What in the world can we take from the Wal-Mart story?
In almost every situation that I can imagine, new delivery models will have some, if not a lot, of Wal-Mart’s distributed approach to a regional market. By that I mean the points of care will be spread out and not in one location. Said another way, delivery systems will look like networks more than campuses.
That seems like a passé point, a total yawner for many. Haven’t we had ‘integrated delivery networks’ in our lingo since Hillary was driving this bus? Haven’t we had ‘provider networks’ forever now?
Planting nodes on the network is the easy part. A lot of retail companies have proven able to buy dirt, build a building, and claim to have a ‘network of stores. ’But few have been willing or able to do the hard work of wiring those together in a way so they actually have the customer outcomes and financial performance that lets the ‘network’ function like one big store.
Here’s betting that the ratio of those who get it right versus those who try will be about the same for healthcare that is it for retailing.

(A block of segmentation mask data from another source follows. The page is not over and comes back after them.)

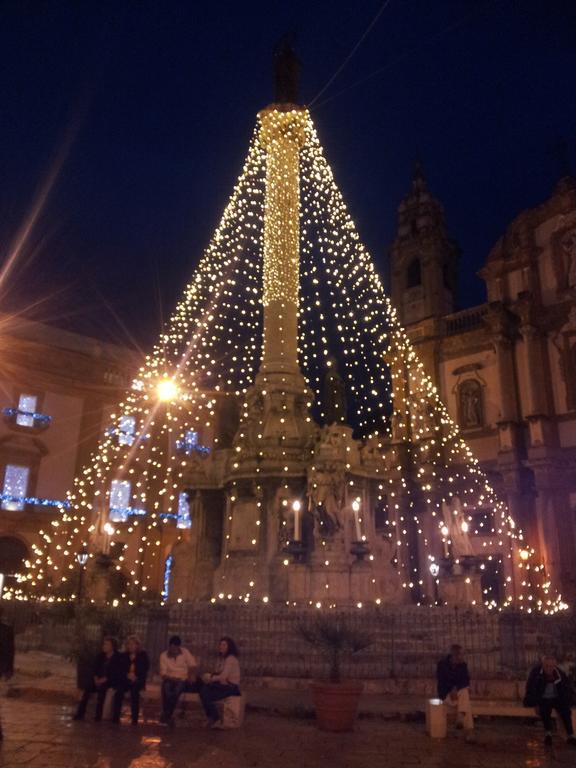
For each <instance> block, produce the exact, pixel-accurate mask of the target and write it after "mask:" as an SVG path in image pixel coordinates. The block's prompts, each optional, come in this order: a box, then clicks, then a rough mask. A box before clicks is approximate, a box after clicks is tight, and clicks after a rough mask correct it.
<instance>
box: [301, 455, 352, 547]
mask: <svg viewBox="0 0 576 768" xmlns="http://www.w3.org/2000/svg"><path fill="white" fill-rule="evenodd" d="M345 483H346V478H345V473H344V469H343V468H342V467H341V466H339V465H338V464H331V465H324V466H323V467H321V468H317V467H313V468H312V469H311V470H309V471H308V495H309V497H310V500H311V506H312V509H313V510H314V513H315V515H316V517H317V519H318V522H319V523H321V524H322V527H323V529H324V530H325V531H326V532H327V533H328V534H329V535H332V534H333V533H335V532H336V531H338V530H340V528H342V519H341V518H342V515H341V513H342V508H343V506H344V497H345Z"/></svg>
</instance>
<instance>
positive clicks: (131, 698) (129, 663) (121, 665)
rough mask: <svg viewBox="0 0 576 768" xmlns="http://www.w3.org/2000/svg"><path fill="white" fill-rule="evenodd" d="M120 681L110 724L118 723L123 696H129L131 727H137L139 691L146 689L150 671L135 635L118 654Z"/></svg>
mask: <svg viewBox="0 0 576 768" xmlns="http://www.w3.org/2000/svg"><path fill="white" fill-rule="evenodd" d="M119 666H120V679H119V683H118V687H117V688H116V693H115V694H114V706H113V710H112V722H114V723H119V722H120V714H121V712H122V702H123V701H124V696H125V695H126V694H127V693H129V694H130V714H131V716H132V725H138V716H139V714H140V691H143V690H144V689H145V688H146V678H147V677H148V670H149V669H150V662H149V660H148V654H147V653H146V651H144V650H143V649H142V644H141V643H140V640H139V639H138V638H137V637H136V635H131V636H130V637H129V638H127V640H126V650H125V651H124V653H121V654H120V665H119Z"/></svg>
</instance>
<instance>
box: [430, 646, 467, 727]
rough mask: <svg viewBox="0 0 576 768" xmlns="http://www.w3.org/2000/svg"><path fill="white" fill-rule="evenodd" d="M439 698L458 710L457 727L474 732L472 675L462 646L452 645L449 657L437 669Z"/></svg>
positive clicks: (456, 716)
mask: <svg viewBox="0 0 576 768" xmlns="http://www.w3.org/2000/svg"><path fill="white" fill-rule="evenodd" d="M436 680H437V683H438V698H439V699H442V701H443V702H444V704H445V705H446V706H447V707H449V708H452V709H455V710H456V727H457V728H464V730H465V731H472V730H473V728H474V719H473V717H472V705H471V704H470V674H469V672H468V665H467V664H466V662H465V661H464V654H463V652H462V646H461V645H452V646H451V647H450V653H449V654H448V656H444V658H442V659H440V661H439V662H438V666H437V668H436Z"/></svg>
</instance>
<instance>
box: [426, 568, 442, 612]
mask: <svg viewBox="0 0 576 768" xmlns="http://www.w3.org/2000/svg"><path fill="white" fill-rule="evenodd" d="M428 570H429V571H430V576H432V584H433V586H434V605H439V604H440V595H439V593H438V576H439V574H440V566H439V565H438V563H434V562H433V563H430V566H429V568H428Z"/></svg>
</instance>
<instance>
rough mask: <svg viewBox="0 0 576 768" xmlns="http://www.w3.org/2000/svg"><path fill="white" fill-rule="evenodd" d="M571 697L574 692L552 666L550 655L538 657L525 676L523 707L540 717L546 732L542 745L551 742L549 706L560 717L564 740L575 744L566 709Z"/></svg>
mask: <svg viewBox="0 0 576 768" xmlns="http://www.w3.org/2000/svg"><path fill="white" fill-rule="evenodd" d="M573 698H574V692H573V690H572V685H571V683H570V680H569V679H568V677H567V675H566V673H565V672H563V671H562V670H561V669H560V668H559V667H558V666H557V665H556V659H555V658H554V656H552V655H551V654H547V655H545V656H542V660H541V662H540V664H537V665H536V666H535V667H534V668H533V669H532V670H531V671H530V674H529V675H528V680H527V682H526V694H525V696H524V706H525V707H534V708H535V710H536V714H537V715H538V717H540V718H541V720H542V724H543V725H544V730H545V731H546V734H545V736H544V744H545V745H546V746H547V747H549V746H551V745H552V710H553V709H555V710H556V712H557V713H558V715H559V717H560V719H561V720H562V724H563V725H564V729H565V731H566V736H567V741H568V743H569V744H570V745H571V746H576V738H575V737H574V729H573V728H572V713H571V711H570V708H571V706H572V703H573Z"/></svg>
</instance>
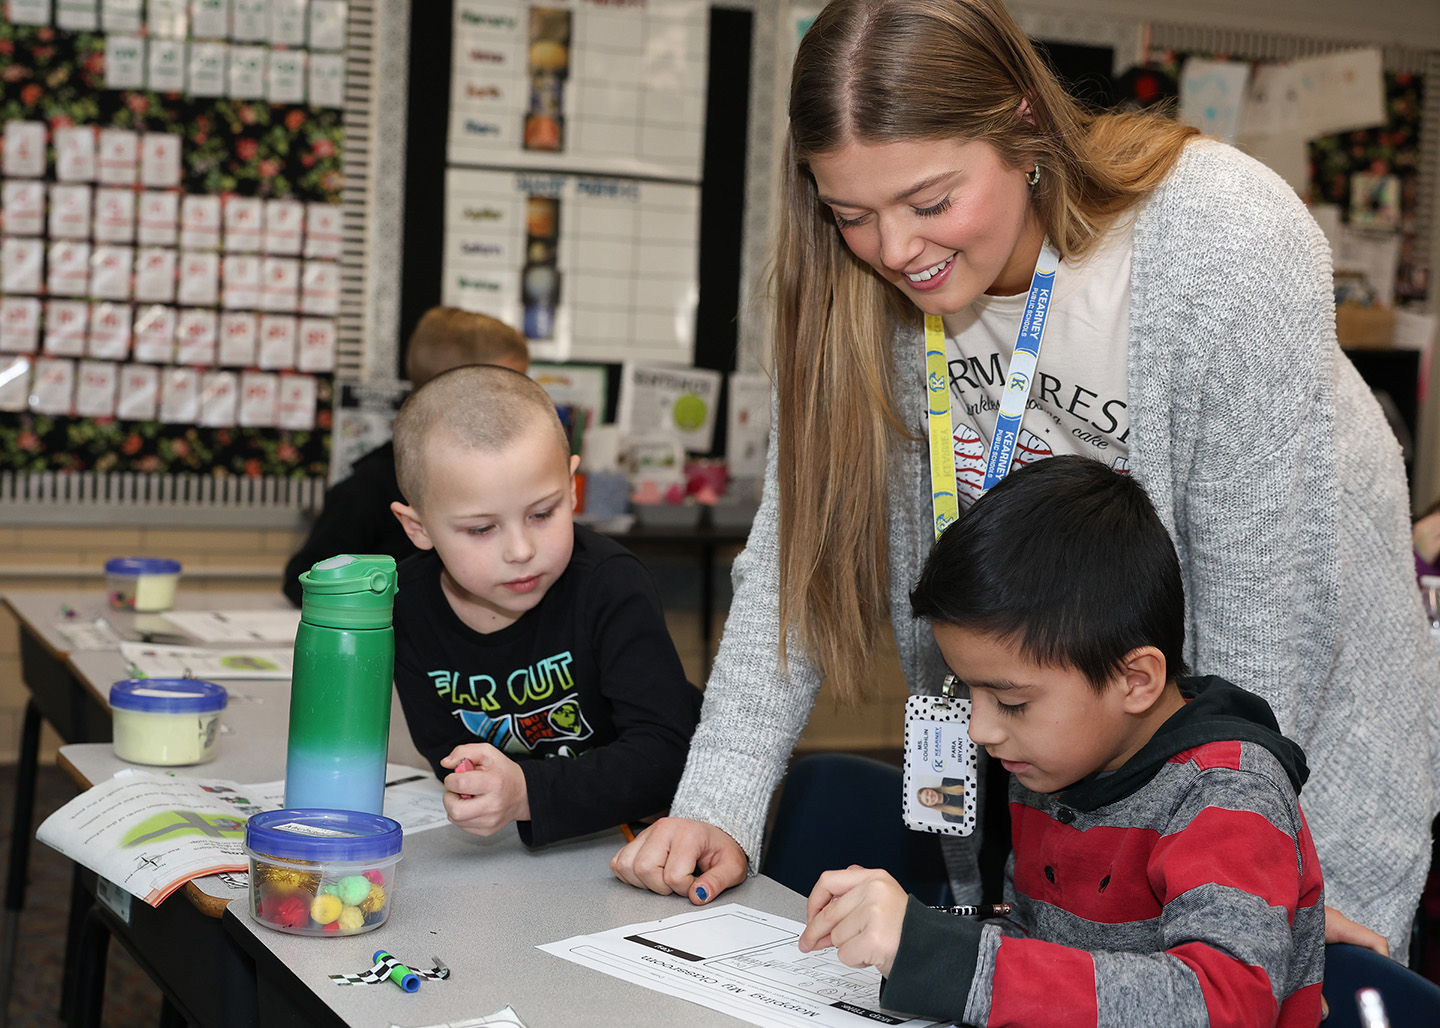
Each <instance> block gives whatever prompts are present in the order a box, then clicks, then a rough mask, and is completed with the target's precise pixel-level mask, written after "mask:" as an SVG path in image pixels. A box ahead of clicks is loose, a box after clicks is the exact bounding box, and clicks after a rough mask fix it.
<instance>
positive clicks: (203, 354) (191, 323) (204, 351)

This has a high failure rate because there are a million things that you have to do to make it all work. Most organizations struggle with that level of strategic consistency. Wal-Mart has been at this for years.
Yet, there was a seed in the Wal-Mart story that I believe was the real secret, the reason they were willing to invest in those million things and keep them all pointing the same direction. It began with Mr. Walton himself. For Sam, everything was about the stores. He was a retailer at heart and loved being with customers. The stores, and not Bentonville, were where things happened. He built that culture deeply from the beginning and it is evidenced today by the fleet of planes that leave northwest Arkansas every Monday morning taking executives and buyers and product managers ‘out there’ to visit the stores.
Sam had the fortune to start his company from scratch with this idea at the center. Initially, he had no corporate headquarters. When HQ started to emerge, he called the shots and told everyone to get into the field all week and then they would meet on Saturday morning.
However, most of our evolving delivery models are centered around big organizations, generally hospital systems, that already have a big and powerful center. Most are not really networks, but closely resemble that old discount store that needed to bring 100,000 ‘in to it’ in order to survive. Most have a culture that is not ‘out there,’ but rather ‘in here.’
When I think about our list of a million things that have to be put in place for the care delivery network to really work, I have to wonder if we have the kind of conviction that Sam had deep in his bones to force every decision to be about the nodes on the network and not the central hub. I wonder if people who have spent their entire careers in the central hub can even articulate what it takes to make a network model happen, much less do the heavy lifting to get it there.
If we are to change how healthcare is delivered, if we are to move from fixing sick people to keeping people well, if we are to successfully take on the financial risks that are moving to providers, then the leaders of these organizations have to make a full, uncompromised commitment to becoming a true network organization.
And unfortunately, you can’t buy that at Wal-Mart.